Isn't it lovely, everyday I walk past the sign into the medical school and thank my lucky stars and Perth College I got in because I love it so much. The Bute has been the place where my dreams became a reality.
We are incidently, the class of 2010, the LAST class to fully complete their years in Saint Andrews in the Bute. The year below me will have their 3rd year in the new medical school on the North Haugh which will be named after Dr BC Sekhar whose son donated 8 million towards the building of the new medical school. And the year below them (this years intake) will have just 1 year in the lovely Bute.

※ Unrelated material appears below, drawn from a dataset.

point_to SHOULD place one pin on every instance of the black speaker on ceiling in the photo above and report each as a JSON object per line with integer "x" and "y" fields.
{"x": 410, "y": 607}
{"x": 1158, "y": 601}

So gone is my beloved Bute in 2010 but so will I be too!! :-(

Stethoscopes and Getting Older

I just love stethoscopes, they are my favourite doctory thing ever!! I have a pink one and am getting a new shiny leopard print one for my depressing 31st birthday in June!! It will be the highlight of an otherwise dismal day. I never wanted to make it this far and be IN MY 30s!! I don't feel old enough but it would seem that I am. Oh well. It is something I will come to terms with gradually I feel and probably only really accept it as I am about to enter my next generation which for now I simply cannot even mention.............. But back to a cheery prospect stethoscopes.......ahhh I love them and they are so useful too.